Pasien kanker sering mengalami komplikasi dermatologis akibat pengobatan. Dr. Jonathan Leventhal menjelaskan bahwa terapi seperti kemoterapi, imunoterapi, dan radiasi dapat menyebabkan berbagai efek samping seperti kerontokan rambut, infeksi kuku, dan dermatitis. Pendekatan multidisiplin dalam pengobatan penting untuk mengatasi masalah ini.
Komplikasi dermatologis dalam onkologi jadi perhatian penting. Pasien yang menjalani pengobatan kanker sering mengalami berbagai perubahan pada kulit, rambut, dan kuku. Efek samping ini tergantung pada jenis pengobatan yang diterima, sehingga dibutuhkan klinisi yang berpengalaman untuk menentukan penanganan yang tepat.
Dr. Jonathan Leventhal, direktur Program Residensi dan Klinik Onco-Dermatology di Yale School of Medicine, berbicara dengan CancerNetwork® tentang efek samping yang diobservasi serta metode diagnosis dan pengobatannya. Efek yang terlihat meliputi masalah pada rambut, kuku, dan kulit yang muncul akibat terapi seperti terapi target atau imunoterapi.

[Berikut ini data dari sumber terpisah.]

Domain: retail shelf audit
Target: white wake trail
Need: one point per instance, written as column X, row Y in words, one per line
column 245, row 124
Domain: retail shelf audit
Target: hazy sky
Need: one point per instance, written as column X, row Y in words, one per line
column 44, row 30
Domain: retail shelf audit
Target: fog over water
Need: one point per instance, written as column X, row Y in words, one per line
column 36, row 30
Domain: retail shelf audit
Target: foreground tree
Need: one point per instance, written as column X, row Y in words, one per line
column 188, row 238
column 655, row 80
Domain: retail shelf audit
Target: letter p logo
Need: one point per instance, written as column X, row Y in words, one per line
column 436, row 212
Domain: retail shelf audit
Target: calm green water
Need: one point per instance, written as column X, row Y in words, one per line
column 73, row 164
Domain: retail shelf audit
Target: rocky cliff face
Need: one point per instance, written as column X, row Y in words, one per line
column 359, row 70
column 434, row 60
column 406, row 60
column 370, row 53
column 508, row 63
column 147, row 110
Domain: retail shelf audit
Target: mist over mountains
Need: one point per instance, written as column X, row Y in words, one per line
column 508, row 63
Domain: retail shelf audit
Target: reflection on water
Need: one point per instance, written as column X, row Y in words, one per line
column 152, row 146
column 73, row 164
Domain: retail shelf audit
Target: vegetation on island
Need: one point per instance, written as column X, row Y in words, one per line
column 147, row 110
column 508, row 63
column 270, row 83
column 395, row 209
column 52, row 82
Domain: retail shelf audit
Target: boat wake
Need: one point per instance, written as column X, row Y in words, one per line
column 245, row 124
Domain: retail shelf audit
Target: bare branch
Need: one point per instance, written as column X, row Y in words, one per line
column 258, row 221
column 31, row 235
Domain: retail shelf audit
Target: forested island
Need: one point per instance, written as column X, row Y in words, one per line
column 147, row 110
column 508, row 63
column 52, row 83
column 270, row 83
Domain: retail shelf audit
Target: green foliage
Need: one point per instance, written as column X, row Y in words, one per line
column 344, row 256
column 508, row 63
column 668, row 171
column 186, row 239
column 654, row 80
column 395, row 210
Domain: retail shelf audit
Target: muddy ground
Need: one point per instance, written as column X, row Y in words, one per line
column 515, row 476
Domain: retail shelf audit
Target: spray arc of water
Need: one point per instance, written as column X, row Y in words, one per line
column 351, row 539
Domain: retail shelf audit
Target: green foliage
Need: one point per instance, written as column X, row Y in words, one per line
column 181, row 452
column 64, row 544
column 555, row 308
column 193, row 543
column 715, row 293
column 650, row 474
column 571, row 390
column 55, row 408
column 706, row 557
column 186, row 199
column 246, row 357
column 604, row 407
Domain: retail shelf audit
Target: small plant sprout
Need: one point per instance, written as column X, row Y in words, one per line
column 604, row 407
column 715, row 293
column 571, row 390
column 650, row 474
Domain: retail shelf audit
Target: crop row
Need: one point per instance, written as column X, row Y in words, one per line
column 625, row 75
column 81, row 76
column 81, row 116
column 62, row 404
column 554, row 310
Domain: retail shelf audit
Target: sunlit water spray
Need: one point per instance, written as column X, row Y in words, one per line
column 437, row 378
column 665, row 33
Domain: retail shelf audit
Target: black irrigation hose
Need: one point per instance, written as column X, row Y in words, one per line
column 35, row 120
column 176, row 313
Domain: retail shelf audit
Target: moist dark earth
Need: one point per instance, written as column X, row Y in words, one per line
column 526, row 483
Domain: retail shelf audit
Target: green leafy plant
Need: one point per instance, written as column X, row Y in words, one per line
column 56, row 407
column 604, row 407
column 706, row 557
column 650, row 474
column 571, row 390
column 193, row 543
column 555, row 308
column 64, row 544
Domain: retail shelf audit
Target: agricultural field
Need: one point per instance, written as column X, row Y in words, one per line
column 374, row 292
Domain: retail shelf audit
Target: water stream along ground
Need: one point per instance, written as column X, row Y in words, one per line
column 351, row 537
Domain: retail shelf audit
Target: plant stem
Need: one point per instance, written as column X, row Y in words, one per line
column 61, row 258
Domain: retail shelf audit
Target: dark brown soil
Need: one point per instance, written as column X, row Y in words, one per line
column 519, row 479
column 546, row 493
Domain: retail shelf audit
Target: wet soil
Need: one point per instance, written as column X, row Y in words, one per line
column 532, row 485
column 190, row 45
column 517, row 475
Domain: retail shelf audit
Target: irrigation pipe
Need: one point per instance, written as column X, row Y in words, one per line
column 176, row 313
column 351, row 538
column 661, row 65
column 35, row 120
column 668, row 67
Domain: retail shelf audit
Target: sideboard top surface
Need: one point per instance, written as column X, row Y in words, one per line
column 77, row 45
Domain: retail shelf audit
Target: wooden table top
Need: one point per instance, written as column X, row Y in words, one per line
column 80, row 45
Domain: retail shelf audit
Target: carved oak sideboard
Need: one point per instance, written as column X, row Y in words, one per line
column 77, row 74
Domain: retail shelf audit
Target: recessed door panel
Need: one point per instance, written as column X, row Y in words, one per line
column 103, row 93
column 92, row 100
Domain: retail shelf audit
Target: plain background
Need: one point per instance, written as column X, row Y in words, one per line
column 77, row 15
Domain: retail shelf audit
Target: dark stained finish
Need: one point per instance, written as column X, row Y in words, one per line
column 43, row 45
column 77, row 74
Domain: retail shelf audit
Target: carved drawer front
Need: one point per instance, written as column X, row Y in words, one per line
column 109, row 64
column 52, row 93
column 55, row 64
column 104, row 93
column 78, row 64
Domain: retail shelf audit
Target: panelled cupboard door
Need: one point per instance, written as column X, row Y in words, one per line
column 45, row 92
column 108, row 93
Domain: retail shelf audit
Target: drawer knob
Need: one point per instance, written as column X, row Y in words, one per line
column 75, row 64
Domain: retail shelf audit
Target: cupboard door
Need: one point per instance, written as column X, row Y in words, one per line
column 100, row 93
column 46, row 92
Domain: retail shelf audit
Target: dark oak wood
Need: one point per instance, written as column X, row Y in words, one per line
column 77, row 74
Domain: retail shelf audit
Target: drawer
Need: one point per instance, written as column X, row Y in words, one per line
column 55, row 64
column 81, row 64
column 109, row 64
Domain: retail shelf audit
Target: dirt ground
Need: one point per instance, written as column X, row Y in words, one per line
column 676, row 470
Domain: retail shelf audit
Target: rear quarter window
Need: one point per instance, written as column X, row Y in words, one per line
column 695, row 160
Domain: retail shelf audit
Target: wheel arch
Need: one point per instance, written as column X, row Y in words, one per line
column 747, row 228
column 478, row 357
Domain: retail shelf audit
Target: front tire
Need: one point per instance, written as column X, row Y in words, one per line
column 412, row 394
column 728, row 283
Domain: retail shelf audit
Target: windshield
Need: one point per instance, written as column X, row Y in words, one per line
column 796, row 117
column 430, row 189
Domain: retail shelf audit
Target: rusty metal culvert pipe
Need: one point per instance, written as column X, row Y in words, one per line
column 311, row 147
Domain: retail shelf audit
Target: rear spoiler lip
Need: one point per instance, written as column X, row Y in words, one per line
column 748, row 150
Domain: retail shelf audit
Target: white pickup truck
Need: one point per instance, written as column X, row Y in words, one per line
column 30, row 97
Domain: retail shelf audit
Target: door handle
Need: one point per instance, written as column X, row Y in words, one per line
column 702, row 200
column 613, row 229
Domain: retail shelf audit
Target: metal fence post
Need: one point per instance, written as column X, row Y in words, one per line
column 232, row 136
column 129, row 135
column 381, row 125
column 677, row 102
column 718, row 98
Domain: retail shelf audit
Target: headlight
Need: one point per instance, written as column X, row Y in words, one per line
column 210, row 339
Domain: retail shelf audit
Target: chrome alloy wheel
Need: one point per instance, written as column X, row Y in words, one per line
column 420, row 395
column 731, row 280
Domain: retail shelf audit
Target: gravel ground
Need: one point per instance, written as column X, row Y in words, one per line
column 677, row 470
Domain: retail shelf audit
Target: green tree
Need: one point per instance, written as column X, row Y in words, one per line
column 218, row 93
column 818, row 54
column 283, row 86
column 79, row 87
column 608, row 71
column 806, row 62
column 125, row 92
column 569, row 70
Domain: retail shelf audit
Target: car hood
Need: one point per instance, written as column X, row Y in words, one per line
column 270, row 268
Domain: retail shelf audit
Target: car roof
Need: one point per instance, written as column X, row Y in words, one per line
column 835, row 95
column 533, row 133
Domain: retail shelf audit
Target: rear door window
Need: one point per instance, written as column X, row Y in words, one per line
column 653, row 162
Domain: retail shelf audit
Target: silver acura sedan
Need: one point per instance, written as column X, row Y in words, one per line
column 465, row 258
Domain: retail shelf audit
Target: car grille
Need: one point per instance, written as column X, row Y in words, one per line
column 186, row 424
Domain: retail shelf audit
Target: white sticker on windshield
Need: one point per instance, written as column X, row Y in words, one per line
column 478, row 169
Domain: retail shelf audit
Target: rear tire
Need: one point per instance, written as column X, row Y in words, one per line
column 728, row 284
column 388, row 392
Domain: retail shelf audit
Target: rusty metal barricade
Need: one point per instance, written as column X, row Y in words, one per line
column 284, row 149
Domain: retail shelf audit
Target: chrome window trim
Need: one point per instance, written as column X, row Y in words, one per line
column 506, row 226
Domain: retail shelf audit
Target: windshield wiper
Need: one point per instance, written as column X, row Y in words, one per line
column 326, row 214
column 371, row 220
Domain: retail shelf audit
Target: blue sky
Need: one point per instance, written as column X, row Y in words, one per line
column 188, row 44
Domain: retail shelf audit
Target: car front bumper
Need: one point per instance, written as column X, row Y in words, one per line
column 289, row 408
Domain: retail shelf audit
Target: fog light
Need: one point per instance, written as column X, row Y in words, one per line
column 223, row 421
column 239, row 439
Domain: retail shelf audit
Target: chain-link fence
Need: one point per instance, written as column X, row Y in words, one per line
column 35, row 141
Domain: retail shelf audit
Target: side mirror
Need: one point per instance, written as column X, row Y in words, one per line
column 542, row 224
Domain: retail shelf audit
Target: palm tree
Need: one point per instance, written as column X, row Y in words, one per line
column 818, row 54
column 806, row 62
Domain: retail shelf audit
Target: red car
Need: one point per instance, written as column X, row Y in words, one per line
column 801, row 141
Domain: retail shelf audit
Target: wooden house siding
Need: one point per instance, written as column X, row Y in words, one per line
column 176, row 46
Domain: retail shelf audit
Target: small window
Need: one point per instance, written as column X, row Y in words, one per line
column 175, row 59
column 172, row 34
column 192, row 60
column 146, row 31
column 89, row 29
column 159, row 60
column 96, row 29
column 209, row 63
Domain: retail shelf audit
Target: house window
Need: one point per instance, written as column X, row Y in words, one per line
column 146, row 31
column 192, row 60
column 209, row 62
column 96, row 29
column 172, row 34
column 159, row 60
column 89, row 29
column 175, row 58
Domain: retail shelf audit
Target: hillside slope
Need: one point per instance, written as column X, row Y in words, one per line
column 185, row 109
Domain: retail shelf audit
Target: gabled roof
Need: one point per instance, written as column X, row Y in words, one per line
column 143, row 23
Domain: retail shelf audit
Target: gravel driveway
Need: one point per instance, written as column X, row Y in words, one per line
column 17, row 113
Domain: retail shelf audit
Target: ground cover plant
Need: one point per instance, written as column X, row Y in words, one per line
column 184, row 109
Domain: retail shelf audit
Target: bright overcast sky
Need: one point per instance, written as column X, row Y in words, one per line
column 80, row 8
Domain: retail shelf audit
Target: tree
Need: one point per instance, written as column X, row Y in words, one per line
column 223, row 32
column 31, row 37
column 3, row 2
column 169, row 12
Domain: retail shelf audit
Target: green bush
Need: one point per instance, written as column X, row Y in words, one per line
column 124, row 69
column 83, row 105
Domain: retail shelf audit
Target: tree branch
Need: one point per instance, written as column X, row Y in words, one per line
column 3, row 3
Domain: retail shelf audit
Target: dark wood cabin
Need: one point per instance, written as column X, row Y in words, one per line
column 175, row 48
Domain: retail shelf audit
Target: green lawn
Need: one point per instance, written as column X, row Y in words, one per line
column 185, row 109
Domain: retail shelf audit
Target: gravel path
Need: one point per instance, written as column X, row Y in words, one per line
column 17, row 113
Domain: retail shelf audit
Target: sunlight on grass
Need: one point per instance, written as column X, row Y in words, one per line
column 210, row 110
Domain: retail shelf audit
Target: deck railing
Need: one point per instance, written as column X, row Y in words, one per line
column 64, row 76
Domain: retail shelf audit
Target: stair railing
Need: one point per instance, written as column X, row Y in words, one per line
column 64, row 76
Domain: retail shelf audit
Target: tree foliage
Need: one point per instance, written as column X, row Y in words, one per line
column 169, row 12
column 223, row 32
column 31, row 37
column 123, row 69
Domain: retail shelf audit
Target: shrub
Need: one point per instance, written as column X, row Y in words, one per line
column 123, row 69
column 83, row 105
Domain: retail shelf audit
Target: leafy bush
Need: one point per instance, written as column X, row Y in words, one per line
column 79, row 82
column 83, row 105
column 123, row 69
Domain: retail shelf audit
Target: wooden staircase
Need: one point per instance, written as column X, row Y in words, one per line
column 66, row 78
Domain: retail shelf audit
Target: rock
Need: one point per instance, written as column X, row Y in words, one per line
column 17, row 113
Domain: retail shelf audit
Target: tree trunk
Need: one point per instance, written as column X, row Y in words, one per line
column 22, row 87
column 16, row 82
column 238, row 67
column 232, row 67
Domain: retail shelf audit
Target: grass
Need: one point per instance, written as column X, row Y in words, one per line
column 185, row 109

Terapi target mengubah kompleksitas efek samping kulit yang terjadi, termasuk reaksi seperti jerawat dan masalah kulit pada telapak tangan dan kaki. Selain itu, penggunaan imunoterapi yang semakin meluas menciptakan jenis efek samping dermatologis yang baru. Tidak ketinggalan, radiasi juga diketahui menimbulkan reaksi lokal seperti dermatitis radiasi, yang sering terjadi pada pasien.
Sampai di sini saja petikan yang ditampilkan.